Surowiecki's thesis gets a bit blurry throughout the book and isn't as powerful and thought-provoking as The Long Tail. The main point is somewhat confusing because, in the context of the book, crowds consist of the aggregate of independently-deciding individuals - not groups of people making decisions together. The example I created for myself to keep the framework intact is that of a trial jury. The book is not defending the "wisdom" of a jury in its current form. If a jury's decision consisted of members each casting their vote without any collaboration (and therefore persuasion) from each other than, by Surowiecki logic, the verdict will be incredible accurate (nevermind that it would result in a lot of hung juries - and probably why it doesn't work that way)

Litty's Take

I was a bit disappointed with the book. I was looking for something as juicy and mind-bending as The Long Tail or Freakanomics but I thought this fell short. I struggled to follow along with each section of the book and was constantly trying to figure out how each example fit into the greater idea. This probably would be a great magazine article, but not sure it needs to be a book.

I'm writing this review a few weeks after I finished reading the book and there are very few takeaways that are still in my head. I haven't really incorporated this ideas into my thinking and don't see how I'm going to apply it in real-life situations. I guess the one idea it did enforce is that nobody is always right - and the more opinions, perspectives and ideas you can gather the more ground and scenarios you will cover.

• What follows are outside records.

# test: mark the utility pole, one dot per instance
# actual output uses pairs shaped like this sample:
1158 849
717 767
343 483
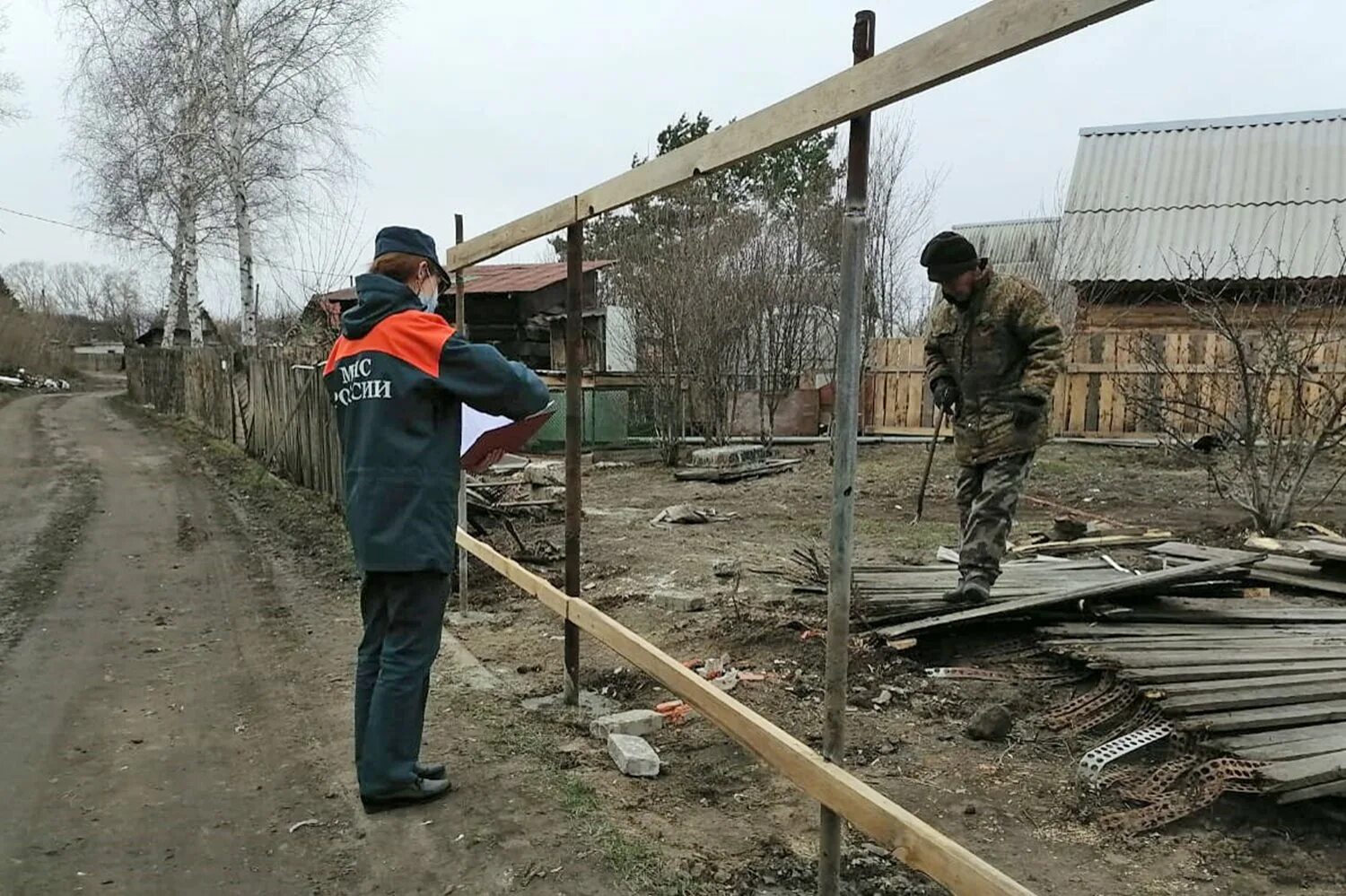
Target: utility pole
845 422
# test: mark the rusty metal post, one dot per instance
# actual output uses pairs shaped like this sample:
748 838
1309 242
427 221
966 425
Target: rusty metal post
573 435
845 422
460 326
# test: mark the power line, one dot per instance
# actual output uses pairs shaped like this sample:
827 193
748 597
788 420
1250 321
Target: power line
116 236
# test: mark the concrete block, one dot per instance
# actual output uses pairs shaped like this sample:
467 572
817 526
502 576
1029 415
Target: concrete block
591 704
729 457
634 721
680 602
633 755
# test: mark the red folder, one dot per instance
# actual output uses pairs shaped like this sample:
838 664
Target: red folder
490 433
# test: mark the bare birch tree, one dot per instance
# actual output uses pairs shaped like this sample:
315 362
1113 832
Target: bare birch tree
287 67
10 110
896 300
144 123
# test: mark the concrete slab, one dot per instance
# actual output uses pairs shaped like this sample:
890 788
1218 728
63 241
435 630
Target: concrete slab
633 721
633 755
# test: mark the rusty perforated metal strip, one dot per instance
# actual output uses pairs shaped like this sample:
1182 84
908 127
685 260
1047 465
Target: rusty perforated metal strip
1203 787
1093 761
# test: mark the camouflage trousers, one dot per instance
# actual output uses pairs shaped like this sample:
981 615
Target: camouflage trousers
988 497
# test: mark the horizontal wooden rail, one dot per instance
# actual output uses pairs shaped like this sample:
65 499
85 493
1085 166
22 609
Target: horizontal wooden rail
974 40
913 841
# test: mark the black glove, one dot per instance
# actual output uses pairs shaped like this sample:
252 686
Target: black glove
947 395
1027 409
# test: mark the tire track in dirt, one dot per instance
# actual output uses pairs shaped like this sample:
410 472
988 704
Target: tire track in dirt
50 490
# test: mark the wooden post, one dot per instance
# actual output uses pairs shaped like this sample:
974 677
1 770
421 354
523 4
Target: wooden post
460 326
573 436
845 420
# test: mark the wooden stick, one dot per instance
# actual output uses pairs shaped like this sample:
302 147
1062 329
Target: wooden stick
980 38
925 474
913 841
1073 511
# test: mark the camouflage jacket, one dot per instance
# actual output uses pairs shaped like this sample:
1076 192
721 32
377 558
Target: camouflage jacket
1004 352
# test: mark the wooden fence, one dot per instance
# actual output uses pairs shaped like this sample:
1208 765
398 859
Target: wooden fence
266 403
1097 396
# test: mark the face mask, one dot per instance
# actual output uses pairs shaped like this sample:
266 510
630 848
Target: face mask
430 301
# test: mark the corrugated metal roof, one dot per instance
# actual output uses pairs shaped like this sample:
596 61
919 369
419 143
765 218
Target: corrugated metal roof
1249 196
1222 242
1020 247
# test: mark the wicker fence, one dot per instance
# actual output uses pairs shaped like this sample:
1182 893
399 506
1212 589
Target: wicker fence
266 403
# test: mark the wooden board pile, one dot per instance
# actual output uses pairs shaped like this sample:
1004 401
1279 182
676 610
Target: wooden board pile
1256 683
1307 565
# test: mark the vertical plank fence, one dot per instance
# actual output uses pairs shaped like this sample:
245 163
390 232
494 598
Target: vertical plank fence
1100 395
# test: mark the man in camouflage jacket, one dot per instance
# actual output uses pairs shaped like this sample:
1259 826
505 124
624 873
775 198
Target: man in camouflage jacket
992 357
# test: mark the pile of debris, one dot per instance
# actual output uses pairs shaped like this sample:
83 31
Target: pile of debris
732 463
516 486
1246 693
23 379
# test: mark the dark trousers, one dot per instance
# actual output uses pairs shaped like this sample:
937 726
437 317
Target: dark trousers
988 497
404 618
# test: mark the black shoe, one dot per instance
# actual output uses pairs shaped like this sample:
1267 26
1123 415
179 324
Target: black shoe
976 592
971 592
433 771
422 791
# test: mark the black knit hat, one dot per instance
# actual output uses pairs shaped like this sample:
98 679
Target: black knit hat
948 255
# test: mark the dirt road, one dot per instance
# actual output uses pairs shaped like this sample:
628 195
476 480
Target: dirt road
174 699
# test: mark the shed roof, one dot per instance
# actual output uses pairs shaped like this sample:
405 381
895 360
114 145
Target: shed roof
497 279
1229 198
1020 247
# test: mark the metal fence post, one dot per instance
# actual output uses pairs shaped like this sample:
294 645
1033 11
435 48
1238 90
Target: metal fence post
460 326
573 435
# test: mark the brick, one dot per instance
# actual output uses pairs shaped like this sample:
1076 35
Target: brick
633 755
680 602
634 721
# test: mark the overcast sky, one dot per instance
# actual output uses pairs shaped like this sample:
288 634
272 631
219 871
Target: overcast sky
494 109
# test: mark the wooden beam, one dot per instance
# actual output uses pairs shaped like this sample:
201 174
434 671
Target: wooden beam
529 581
980 38
913 841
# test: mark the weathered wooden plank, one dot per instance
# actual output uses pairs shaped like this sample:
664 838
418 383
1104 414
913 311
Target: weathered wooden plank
1184 689
1306 772
1267 718
983 37
1111 631
1114 646
1123 587
912 839
1295 748
1236 743
1181 657
1254 697
1329 788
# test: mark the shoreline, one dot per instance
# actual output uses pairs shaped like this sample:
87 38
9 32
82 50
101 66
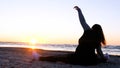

Anyway, if you're still interested in the book I'll be happy giving you my copy.


hey litty, I read this book last year and I agree thats its totally sub-par. The whole idea that a crowd of experts is smarter then one single of experts is kind of silly bc who define anyone else as an expert. I also thought the book was incredibly redundant. Still better then good to great which I read around the same time. If you have a chance read the Mckinsey Quarterly article on the Halo effect....really good...basically says all these books, ceos, and business writers are dummies.